In [30]:
import os
import json
import pandas as pd
from pathlib import Path
import numpy as np

In [31]:
root_dir = Path('/h/sergio/tree-search-planning/muzero-general/out')

In [32]:
evaluations = []
for env in os.listdir(root_dir):
    for run in os.listdir(root_dir / env):
        try:
            stats_json = next((root_dir / env / run).glob('*.stats.json'))
            evaluations.append([env, run, stats_json])
        except:
            pass

In [33]:
evaluations_df = pd.DataFrame(evaluations, columns=['env', 'run', 'stats_json'])
evaluations_df.head()

Unnamed: 0,env,run,stats_json,Unnamed: 4
0,roundabout-v0,MuZero,run_20210414-203008_9350,/h/sergio/tree-search-planning/muzero-general/...
1,highway-v0,MuZero,run_20210414-205342_16381,/h/sergio/tree-search-planning/muzero-general/...


In [34]:
def get_stats(stats_json):
    with open(stats_json) as f:
        stats = json.load(f)
    return stats

In [35]:
evaluations_df['stats_dict'] = evaluations_df['stats_json'].apply(get_stats)
evaluations_df.head()

Unnamed: 0,env,run,stats_json,stats_dict,Unnamed: 5
0,roundabout-v0,MuZero,run_20210414-203008_9350,/h/sergio/tree-search-planning/muzero-general/...,{'initial_reset_timestamp': 1618446608.8101778...
1,highway-v0,MuZero,run_20210414-205342_16381,/h/sergio/tree-search-planning/muzero-general/...,"{'initial_reset_timestamp': 1618448022.171705,..."


In [36]:
def mean_total_reward(stat_dict):
    return np.mean(stat_dict['episode_rewards'])
def std_total_reward(stat_dict):
    return np.std(stat_dict['episode_rewards'])
def p_crashed(stat_dict):
    ep_crashed = [int(any(ep)) for ep in stat_dict['episode_crashed']]
    return np.mean(ep_crashed)
def mean_speed(stat_dict):
    ep_speed = [np.mean(ep) for ep in stat_dict['episode_speed']]
    return np.mean(ep_speed)
def std_speed(stat_dict):
    ep_speed = [np.mean(ep) for ep in stat_dict['episode_speed']]
    return np.std(ep_speed)

In [37]:
evaluations_df['mean_episode_length'] = evaluations_df['stats_dict'].apply(mean_episode_length)
evaluations_df['mean_episode_reward'] = evaluations_df['stats_dict'].apply(mean_total_reward)
evaluations_df['std_episode_reward'] = evaluations_df['stats_dict'].apply(std_total_reward)
evaluations_df['p_crashed'] = evaluations_df['stats_dict'].apply(p_crashed)
evaluations_df['mean_speed'] = evaluations_df['stats_dict'].apply(mean_speed)
evaluations_df['std_speed'] = evaluations_df['stats_dict'].apply(std_speed)

In [38]:
evaluations_df.set_index(['env', 'model'])[['mean_episode_reward', 'std_episode_reward', 'p_crashed', 'mean_speed', 'std_speed']]

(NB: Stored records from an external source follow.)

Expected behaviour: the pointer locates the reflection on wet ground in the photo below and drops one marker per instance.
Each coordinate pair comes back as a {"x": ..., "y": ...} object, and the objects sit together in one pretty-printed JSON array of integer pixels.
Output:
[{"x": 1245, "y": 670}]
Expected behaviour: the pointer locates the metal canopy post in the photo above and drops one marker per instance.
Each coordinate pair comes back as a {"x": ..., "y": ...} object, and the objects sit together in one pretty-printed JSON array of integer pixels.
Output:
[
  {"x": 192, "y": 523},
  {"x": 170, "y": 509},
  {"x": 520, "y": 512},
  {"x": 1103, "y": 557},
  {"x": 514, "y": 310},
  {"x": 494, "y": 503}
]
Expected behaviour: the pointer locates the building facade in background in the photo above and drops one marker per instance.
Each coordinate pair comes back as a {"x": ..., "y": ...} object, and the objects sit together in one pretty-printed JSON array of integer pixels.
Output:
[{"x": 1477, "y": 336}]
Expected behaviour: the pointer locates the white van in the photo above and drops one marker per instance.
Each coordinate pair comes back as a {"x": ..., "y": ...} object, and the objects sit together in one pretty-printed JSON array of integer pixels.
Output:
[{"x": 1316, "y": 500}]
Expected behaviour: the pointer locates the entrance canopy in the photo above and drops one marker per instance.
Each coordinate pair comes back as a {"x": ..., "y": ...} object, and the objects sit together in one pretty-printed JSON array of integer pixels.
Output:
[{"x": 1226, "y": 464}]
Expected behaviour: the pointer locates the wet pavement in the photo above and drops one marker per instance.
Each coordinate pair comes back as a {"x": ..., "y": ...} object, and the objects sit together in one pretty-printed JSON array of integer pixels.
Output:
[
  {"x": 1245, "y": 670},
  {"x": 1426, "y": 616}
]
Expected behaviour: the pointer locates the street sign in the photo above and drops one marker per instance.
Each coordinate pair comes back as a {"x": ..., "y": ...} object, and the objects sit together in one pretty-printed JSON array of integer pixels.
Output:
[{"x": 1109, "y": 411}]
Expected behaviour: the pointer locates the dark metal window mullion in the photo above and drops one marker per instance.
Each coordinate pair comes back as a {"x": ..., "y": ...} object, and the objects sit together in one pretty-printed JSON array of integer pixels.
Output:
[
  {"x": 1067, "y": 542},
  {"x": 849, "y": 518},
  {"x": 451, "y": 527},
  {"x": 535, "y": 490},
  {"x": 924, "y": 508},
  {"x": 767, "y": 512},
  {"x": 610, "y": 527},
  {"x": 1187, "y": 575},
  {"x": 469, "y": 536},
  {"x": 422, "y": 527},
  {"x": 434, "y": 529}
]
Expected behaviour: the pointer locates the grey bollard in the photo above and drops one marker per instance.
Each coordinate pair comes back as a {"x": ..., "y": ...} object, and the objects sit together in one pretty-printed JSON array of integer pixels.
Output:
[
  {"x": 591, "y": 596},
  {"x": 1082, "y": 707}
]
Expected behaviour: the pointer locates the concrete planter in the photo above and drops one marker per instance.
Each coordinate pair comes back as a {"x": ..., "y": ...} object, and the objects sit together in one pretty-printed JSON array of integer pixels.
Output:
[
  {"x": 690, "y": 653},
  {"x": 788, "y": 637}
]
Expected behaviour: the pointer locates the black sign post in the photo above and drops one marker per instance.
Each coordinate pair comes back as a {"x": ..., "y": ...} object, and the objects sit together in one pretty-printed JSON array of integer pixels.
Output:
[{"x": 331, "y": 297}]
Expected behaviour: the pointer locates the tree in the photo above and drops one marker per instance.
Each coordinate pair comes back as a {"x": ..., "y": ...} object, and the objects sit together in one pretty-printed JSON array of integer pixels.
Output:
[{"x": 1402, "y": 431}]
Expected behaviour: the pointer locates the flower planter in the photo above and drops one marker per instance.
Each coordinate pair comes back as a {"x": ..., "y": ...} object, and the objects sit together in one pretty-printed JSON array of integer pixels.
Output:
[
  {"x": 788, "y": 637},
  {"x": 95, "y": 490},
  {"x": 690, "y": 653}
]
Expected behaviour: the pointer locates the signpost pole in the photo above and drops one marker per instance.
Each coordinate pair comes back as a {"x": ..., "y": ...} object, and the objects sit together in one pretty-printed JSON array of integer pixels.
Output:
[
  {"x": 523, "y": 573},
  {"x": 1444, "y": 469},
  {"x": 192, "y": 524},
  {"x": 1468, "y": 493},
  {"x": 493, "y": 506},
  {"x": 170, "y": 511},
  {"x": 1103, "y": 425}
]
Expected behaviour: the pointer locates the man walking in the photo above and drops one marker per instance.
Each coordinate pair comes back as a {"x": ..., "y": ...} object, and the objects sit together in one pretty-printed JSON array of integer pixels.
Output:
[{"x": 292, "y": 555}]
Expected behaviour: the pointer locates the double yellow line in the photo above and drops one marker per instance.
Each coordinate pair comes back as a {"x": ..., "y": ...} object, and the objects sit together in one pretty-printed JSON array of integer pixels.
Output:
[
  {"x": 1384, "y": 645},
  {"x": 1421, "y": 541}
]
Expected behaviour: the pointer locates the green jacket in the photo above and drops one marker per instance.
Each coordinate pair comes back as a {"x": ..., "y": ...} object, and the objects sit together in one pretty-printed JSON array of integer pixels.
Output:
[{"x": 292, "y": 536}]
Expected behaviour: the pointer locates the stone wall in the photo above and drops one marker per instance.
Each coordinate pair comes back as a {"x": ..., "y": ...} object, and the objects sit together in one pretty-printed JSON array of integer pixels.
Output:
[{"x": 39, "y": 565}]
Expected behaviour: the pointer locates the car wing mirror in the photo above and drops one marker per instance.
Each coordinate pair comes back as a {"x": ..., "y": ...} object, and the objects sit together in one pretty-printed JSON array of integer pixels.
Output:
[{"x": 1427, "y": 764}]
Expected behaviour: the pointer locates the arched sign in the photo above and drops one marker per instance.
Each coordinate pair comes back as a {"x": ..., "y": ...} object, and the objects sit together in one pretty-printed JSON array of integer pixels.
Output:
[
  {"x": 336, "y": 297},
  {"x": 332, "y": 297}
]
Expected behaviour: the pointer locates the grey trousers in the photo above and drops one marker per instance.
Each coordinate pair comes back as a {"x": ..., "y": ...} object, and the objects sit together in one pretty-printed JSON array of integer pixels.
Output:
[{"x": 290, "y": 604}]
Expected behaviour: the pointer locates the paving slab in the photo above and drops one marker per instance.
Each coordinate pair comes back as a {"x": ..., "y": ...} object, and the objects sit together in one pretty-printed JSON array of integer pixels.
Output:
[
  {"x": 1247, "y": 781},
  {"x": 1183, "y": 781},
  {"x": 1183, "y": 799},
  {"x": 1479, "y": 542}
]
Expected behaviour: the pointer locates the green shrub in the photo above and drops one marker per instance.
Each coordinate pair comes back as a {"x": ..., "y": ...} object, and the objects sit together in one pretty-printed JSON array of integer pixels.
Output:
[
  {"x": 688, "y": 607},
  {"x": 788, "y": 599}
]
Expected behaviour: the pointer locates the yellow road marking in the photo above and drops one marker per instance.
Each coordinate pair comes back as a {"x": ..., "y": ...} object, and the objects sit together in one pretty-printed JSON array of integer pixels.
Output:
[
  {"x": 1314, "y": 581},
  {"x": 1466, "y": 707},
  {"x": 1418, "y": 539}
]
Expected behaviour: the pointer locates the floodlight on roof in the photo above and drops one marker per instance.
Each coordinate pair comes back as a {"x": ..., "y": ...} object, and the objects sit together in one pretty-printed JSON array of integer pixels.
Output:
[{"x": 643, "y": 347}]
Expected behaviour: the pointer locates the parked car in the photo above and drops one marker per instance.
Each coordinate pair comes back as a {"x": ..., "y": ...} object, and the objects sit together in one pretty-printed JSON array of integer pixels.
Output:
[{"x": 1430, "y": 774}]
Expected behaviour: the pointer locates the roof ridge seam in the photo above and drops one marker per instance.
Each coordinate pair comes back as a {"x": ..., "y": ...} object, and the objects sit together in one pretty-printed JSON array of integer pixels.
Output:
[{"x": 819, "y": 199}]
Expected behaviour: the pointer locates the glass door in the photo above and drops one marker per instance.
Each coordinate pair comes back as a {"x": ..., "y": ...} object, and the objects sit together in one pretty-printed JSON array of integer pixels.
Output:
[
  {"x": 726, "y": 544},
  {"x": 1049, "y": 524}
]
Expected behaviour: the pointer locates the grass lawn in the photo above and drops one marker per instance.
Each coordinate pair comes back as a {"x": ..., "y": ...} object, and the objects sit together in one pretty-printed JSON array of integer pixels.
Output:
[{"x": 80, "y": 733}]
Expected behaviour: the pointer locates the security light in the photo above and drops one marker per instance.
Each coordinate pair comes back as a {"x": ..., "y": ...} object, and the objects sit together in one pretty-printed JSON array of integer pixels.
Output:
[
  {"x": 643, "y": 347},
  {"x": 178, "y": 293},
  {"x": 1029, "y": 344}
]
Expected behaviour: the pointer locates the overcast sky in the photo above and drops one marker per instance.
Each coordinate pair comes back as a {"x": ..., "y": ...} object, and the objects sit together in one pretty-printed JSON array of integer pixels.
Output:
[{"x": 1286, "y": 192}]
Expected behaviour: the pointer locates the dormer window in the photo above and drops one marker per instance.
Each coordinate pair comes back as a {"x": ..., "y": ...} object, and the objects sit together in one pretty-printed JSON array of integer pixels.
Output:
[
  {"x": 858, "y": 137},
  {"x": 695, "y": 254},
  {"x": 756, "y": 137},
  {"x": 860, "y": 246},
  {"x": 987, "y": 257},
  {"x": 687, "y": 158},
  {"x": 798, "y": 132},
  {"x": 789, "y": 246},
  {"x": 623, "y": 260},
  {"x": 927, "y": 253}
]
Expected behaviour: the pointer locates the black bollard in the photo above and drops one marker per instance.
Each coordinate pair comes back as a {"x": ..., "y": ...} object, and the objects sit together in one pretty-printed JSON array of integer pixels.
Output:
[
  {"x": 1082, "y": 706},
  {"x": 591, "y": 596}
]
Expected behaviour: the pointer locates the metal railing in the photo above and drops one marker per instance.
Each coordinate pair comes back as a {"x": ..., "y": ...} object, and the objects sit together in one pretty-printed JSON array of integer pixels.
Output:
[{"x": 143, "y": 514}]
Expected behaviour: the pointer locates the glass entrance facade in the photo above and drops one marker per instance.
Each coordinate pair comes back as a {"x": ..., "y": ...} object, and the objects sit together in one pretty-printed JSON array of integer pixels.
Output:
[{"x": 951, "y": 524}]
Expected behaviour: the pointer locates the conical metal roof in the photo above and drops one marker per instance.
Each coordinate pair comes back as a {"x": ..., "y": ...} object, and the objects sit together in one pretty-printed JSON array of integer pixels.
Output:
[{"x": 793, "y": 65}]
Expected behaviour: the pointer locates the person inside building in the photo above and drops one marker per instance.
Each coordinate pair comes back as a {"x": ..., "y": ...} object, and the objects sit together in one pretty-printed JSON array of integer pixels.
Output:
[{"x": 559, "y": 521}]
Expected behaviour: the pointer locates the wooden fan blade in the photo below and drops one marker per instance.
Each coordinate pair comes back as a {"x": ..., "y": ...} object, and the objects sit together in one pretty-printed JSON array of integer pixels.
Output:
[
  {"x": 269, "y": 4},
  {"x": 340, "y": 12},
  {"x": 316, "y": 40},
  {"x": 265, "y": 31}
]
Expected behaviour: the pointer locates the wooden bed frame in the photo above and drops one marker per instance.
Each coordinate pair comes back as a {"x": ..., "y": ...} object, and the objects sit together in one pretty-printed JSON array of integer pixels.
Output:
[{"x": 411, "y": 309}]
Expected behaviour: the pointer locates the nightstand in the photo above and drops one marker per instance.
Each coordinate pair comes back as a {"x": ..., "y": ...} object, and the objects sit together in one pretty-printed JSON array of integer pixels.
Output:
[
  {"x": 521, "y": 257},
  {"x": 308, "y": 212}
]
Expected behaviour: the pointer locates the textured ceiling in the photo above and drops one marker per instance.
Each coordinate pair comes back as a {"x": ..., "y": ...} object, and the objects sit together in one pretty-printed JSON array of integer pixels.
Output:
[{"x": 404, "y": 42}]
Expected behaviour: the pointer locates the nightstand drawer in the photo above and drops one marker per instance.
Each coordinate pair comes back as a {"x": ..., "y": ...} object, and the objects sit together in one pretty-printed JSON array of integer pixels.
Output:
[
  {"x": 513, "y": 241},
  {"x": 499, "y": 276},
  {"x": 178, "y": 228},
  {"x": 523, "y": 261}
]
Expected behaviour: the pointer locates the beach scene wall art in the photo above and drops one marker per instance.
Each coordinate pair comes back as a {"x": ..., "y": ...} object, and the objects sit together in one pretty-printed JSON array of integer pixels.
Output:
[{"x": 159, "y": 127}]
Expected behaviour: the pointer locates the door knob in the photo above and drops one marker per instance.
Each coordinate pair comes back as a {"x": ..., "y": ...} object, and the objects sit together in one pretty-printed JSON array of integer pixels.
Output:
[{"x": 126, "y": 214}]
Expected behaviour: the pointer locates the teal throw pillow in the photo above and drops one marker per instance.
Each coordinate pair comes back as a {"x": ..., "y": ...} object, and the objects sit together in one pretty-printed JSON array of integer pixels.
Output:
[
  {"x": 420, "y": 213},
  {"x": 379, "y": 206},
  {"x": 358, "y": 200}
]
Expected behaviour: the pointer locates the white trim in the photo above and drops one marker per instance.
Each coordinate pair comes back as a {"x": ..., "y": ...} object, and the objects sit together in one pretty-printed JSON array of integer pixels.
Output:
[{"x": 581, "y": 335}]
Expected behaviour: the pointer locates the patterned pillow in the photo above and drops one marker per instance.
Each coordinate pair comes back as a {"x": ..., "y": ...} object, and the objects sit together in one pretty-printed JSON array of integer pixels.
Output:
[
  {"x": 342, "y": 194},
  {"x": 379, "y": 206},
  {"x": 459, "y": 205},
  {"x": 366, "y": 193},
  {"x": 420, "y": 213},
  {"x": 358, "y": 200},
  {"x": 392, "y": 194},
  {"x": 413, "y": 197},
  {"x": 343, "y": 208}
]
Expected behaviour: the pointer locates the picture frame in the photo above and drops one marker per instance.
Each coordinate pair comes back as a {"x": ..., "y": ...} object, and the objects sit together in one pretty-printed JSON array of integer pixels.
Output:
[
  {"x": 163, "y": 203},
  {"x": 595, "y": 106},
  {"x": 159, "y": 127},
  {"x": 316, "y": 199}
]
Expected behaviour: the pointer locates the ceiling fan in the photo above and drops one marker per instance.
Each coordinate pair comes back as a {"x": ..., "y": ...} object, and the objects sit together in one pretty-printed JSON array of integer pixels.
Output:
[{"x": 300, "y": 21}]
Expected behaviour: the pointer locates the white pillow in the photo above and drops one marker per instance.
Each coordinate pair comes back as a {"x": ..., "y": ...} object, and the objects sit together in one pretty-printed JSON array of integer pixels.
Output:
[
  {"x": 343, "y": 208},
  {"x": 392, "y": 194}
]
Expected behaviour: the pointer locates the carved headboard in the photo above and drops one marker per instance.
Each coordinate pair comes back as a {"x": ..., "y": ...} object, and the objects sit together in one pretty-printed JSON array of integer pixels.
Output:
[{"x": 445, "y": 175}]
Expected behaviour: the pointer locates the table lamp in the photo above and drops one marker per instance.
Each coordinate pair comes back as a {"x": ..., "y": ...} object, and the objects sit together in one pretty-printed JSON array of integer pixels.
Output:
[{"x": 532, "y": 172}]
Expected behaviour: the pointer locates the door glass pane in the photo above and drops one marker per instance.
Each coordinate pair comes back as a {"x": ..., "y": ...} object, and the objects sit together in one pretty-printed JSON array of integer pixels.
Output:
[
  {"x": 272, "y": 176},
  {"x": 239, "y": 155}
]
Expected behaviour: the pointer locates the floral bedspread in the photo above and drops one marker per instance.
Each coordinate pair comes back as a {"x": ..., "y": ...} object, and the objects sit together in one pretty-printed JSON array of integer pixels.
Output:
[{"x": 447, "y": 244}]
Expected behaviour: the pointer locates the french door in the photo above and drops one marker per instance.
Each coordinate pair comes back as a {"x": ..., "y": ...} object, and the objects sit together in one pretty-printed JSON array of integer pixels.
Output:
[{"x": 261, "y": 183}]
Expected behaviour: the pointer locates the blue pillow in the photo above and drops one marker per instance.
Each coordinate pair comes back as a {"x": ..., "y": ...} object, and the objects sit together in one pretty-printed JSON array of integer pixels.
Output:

Unnamed: 0_level_0,Unnamed: 1_level_0,mean_episode_reward,std_episode_reward,p_crashed,mean_speed,std_speed
env,model,Unnamed: 2_level_1,Unnamed: 3_level_1,Unnamed: 4_level_1,Unnamed: 5_level_1,Unnamed: 6_level_1
roundabout-v0,MuZero,10.9752,0.903182,0.14,9.119461,0.8353
highway-v0,MuZero,22.980087,9.104898,0.52,21.337703,1.396431


In [11]:
evaluations_df['mean_episode_length']

0    10.82
Name: mean_episode_length, dtype: float64

In [12]:
evaluations_df['mean_episode_reward']

0    10.9752
Name: mean_episode_reward, dtype: float64

In [22]:
evaluations_df['p_crashed']

0    0.14
Name: p_crashed, dtype: float64

In [24]:
evaluations_df['mean_speed']

0    9.119461
Name: mean_speed, dtype: float64